Tuesday, September 25, 2007

New Book: Who Hates Whom

Book: Who Hates Whom

Here's an interesting new book by Bob Harris, author of Prisoner of Trebekistan. Billed as "a brief, pocket-sized paperback guide to about 35 of the world’s major conflict zones, complete with original maps, illustrations, and photographs," it's called Who Hates Whom. The subtitle is, "Well-Armed Fanatics, Intractable Conflicts, and Various Things Blowing Up - A Woefully Incomplete Guide".

On his blog, Harris gives an illustration of why he wrote the book, in light of the 100,000-strong peaceful protest march in Burma, and its subsequent deafening silence in the U.S. media.
Out of curiosity, tonight I taped an hour each of two of CNN's signature shows -- the "Situation Room" (where the main situation usually seems to be Wolf Blitzer needing to speak in headlines! every third word!) and "Prime News with Erica Hill" on CNN's Headline News channel. So just how much airtime did an unprecedented march against one of the world's most despicable governments get?

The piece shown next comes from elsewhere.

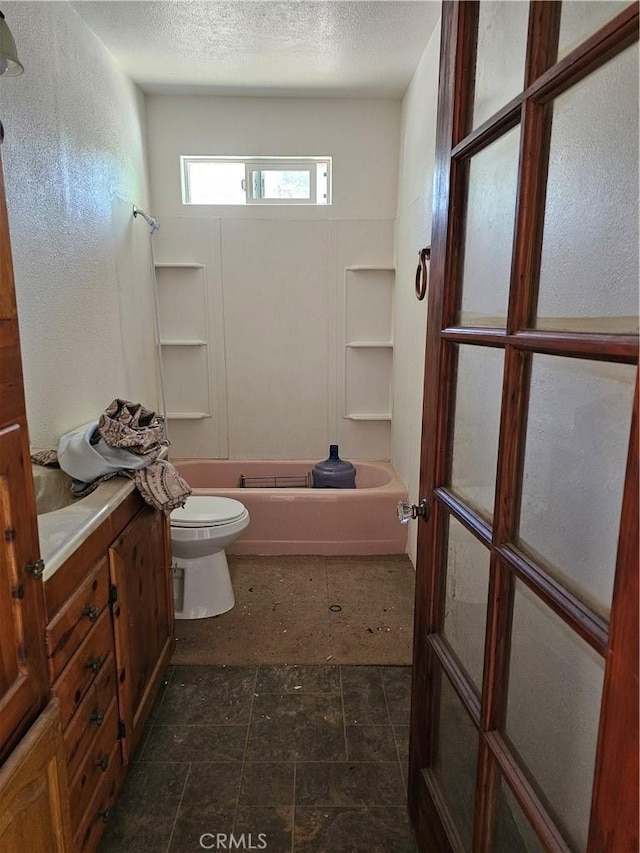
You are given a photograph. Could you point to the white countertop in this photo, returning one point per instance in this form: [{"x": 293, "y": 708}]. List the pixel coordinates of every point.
[{"x": 62, "y": 531}]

Prime News with Erica Hill: zero minutes and zero seconds.

To anyone mistakenly relying on this program, the vast protest in Burma simply didn't happen. Although there was time to mention Mike Tyson's latest arrest, possible criminal charges against Britney Spears, a tapestry in Florida that kinda looks like the Virgin Mary, and -- I kid you not -- an extended discussion entitled "Does God Watch Sports?" Speaks for itself.

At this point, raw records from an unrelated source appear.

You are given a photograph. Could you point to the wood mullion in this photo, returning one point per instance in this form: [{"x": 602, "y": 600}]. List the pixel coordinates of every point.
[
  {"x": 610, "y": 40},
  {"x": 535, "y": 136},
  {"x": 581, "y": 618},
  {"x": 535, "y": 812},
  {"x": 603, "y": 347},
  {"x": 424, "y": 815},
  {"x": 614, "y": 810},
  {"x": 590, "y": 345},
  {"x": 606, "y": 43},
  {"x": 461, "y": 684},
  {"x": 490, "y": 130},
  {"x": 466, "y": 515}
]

He goes on to describe that Blitzer's show at least mentions the march, but for less than two minutes, and focusing mostly on how images of it were leaked out on the Internet. He concludes:

Who Hates Whom exists because today's pattern was no exception. It'll be repeated elsewhere tomorrow, and the next day, and the next. The sad reality: TV news shows generally are not there to deliver you information that you can use -- they exist to deliver you... to the advertisers. You're the product being bought and sold. And the most efficient way to do that is to inflame, to excite, to bring back recurring characters (Donald Trump, coming up next!), good guys and bad guys. It's a news show, involving actual news, to about the same extent that Cheez Whiz involves actual cheese.

Wednesday, September 12, 2007

An Irrational Escalation of Commitment

Via Daring Fireball, an instructive economic analogy for the invasion and occupation of Iraq: Lessons on the surge from economics 101.
Theoretically, there is no stable outcome once the dynamic gets going. The only clear limit is the exhaustion of one of the player's total funds. In the classroom, the auction generally ends with the grudging decision of one player to "irrationally" accept the larger loss and get out of the terrible spiral. Economists call the dollar auction pattern an irrational escalation of commitment. We might also call it the war in Iraq.